Bonds’ own writing is very lucid and a great pleasure to read. One does not need to have technical knowledge of music to read this book. The key terms are clearly defined to help the reader understand the debate. There is also much about the characters of the principal debaters of what became the most intense musical debate in Europe for several decades in the 19th century. What the personal element shows is that the heat of debate distorts clear thinking and leads to exaggerated positions that get derailed from common sense and the evidence. More important, the debaters simply failed to understand accurately what their opponents were saying. Bonds traces the debate to the point where some reconciliation (for the time anyway) took place and even shows evidence of softening on the parts of Hanslick and Wagner. And yet neither could get over their personal animosities enough to admit publicly the changes in their positions, let alone reconcile with a hated adversary.
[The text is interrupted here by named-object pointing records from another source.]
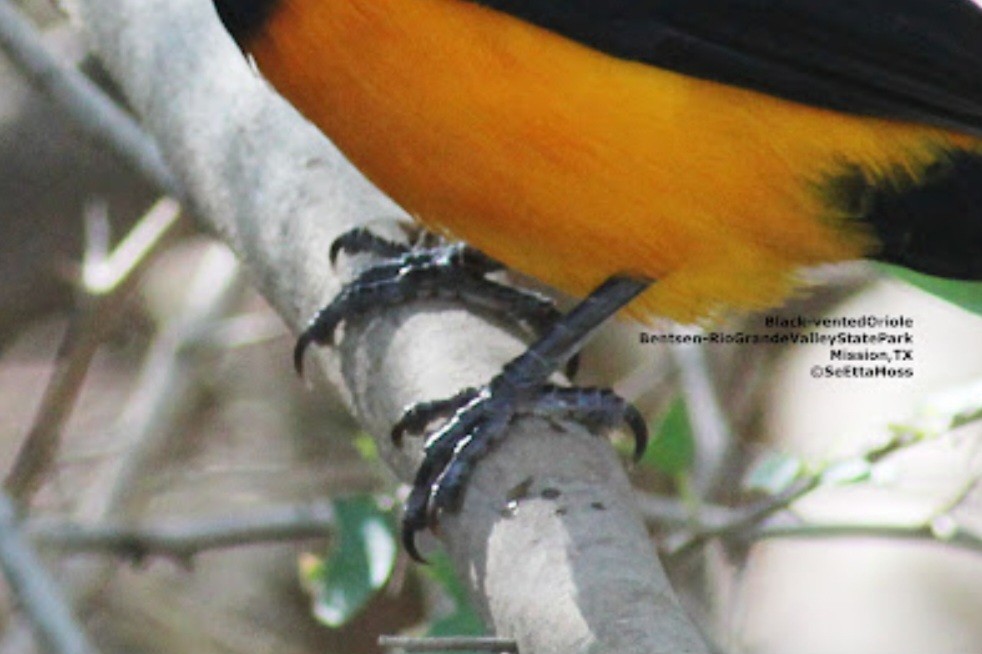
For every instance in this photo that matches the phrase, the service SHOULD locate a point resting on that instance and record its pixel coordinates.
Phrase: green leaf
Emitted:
(673, 449)
(365, 445)
(774, 473)
(462, 620)
(359, 564)
(967, 295)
The personal elements in this debate interest me as my study of the thinking of René Girard and his colleagues has given me a keen interest in the phenomenon of what Girard calls “mimetic rivalry.” In light of Girard’s thinking, another personal element stands out for me. Hanslick began writing his book in the wake of the revolutions of 1848-9. This turmoil, climaxed for him by witnessing crowd violence that killed a hapless victim, motivated Hanslick (in Bond’s judgment as well as mine) to find in music a pure refuge from such human turmoil. This shows up in Hanslick’s insistence on the purity (reinlichkeit) of music. This same thing happened in the twentieth century. During and after World War I, there was a strong movement to absolutize music, to isolate it from human affairs. Igor Stravinsky was a ringleader here. That is ironic. His ballet The Rite of Spring (premiered in 1913) can be seen a prophecy of the sacrificial bloodshed about to tear Europe apart. After the war, Stravinsky insisted that it was an abstract symphonic poem. This same kind of thing happened after World War II with another wave of insistent manifestos that tried to tuck music into isolated boxes.

As for me, a Schubert piano sonata is a world with its own beautiful musical argument that spills out into the worlds of real human hearts. Maybe this is a bit fanciful, but there are times when I think Schubert was subtly undermining the Austrian Empire in his dramatic shifts of keys and the uncertainty of which end was sometimes up.